Citing an unnamed intelligence source at Australian intelligence agency, the Office of National Assessments, the radio network claimed that Blix’s mobile phone was monitored and his conversations recorded while he was in Iraq prior to the war last year.
“That’s what I’m told, specifically each time he entered Iraq, his phone was targeted and recorded and the transcripts were then made available to the United States, Australia, Canada, the U.K. and also New Zealand,” ABC investigative reporter Andrew Fowler said, citing his intelligence contacts. He did not say who tapped Blix’s phone.
The subject of eavesdropping on U.N. personnel was propelled onto front pages in Britain when Short, who resigned as international development secretary following the campaign to topple Saddam Hussein, said she had read transcripts of Annan's conversations while she was a member of the government.
Transcripts of Annan conversations
"The U.K. in this time was also getting, spying on Kofi Annan's office and getting reports from him about what was going on," she told BBC radio.
“I know, I have seen transcripts of Kofi Annan’s conversations. In fact I have had conversations with Kofi in the run-up to war thinking ’Oh dear, there will be a transcript of this and people will see what he and I are saying.”’
Blair said at a news conference Thursday that Britain's intelligence services always act in accordance with domestic and international law. But he declined to discuss specifics of Short’s charge, saying that doing so would violate his government's policy of not discussing intelligence matters.
U.S. Secretary of State Colin Powell, asked about the allegation Thursday in Washington, “I have nothing to say with respect to the activities of the United Kingdom,” he said. “We never talk about intelligence matters of that nature in public.”
Short’s comments came as she was interviewed about the decision made Wednesday to drop legal proceedings against a former intelligence employee who leaked a confidential memo raising concerns about spying in the United Nations.

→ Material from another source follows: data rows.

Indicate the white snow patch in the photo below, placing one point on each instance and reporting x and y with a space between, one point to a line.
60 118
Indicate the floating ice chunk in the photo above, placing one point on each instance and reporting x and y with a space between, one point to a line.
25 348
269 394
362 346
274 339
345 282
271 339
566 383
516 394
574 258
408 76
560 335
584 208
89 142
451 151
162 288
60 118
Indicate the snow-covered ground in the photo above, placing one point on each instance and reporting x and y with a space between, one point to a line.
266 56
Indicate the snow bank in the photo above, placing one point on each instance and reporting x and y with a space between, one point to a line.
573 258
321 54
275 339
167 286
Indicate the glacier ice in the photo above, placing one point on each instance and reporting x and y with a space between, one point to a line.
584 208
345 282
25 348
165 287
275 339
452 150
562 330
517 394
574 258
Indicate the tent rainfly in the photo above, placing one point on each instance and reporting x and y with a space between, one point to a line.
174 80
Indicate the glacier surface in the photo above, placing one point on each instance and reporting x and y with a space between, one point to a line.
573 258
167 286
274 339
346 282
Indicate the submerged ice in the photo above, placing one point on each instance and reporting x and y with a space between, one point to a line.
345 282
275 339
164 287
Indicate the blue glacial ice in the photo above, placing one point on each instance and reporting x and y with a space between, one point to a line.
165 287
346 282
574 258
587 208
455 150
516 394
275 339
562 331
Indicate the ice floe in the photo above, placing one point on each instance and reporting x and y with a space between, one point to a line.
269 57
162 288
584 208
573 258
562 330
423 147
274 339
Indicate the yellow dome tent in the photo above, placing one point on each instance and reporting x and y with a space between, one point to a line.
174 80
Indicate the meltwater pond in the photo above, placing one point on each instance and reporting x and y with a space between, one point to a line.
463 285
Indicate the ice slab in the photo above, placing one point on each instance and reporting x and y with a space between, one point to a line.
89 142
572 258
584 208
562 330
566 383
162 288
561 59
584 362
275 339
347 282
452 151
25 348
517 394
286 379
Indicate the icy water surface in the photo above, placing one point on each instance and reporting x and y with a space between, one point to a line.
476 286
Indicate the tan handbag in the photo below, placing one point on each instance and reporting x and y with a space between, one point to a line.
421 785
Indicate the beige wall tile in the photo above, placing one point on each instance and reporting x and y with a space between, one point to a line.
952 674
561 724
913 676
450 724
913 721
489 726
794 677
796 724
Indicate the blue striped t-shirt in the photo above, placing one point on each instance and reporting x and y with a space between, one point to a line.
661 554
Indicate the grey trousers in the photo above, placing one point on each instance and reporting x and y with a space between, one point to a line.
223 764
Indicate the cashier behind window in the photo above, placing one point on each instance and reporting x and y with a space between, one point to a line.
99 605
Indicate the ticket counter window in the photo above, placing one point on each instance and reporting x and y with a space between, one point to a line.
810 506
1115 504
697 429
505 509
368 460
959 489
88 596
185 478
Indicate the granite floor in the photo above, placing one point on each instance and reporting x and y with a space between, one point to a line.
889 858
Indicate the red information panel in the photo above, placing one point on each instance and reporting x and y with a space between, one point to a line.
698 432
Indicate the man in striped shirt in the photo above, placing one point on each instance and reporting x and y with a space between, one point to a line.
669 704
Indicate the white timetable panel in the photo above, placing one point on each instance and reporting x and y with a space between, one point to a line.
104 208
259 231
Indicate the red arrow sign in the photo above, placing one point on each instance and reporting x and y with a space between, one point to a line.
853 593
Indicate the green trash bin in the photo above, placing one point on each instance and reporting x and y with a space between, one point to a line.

Katharine Gun, 29, a former Mandarin translator with Britain’s Government Communications Headquarters listening station, allegedly leaked a memo from U.S. intelligence officers asking their British counterparts to spy on members of the U.N. Security Council before the Iraq war.
Charge over leak dropped
The charge of violating the Official Secrets Act against Gun was dropped after prosecutors said they would offer no evidence against her.
The memo, leaked to The Observer newspaper, asked the British listening agency for help bugging delegates’ home and office telephones and e-mails. At the time, the United States was seeking to win Security Council backing for war in Iraq.
The Observer quoted the memo, dated Jan. 31. 2003, as asking British and American intelligence staff to step up surveillance operations “particularly directed at ... U.N. Security Council Members (minus U.S. and GBR, of course).”
Short was one of two Cabinet members to resign in protest to Britain’s participation in the U.S.-led invasion of Iraq. Robin Cook, a former foreign secretary, resigned as leader of the House of Commons before the campaign began.
In the past, Short has called for Blair to resign, accusing him of misleading the country about the threat posed by Saddam Hussein.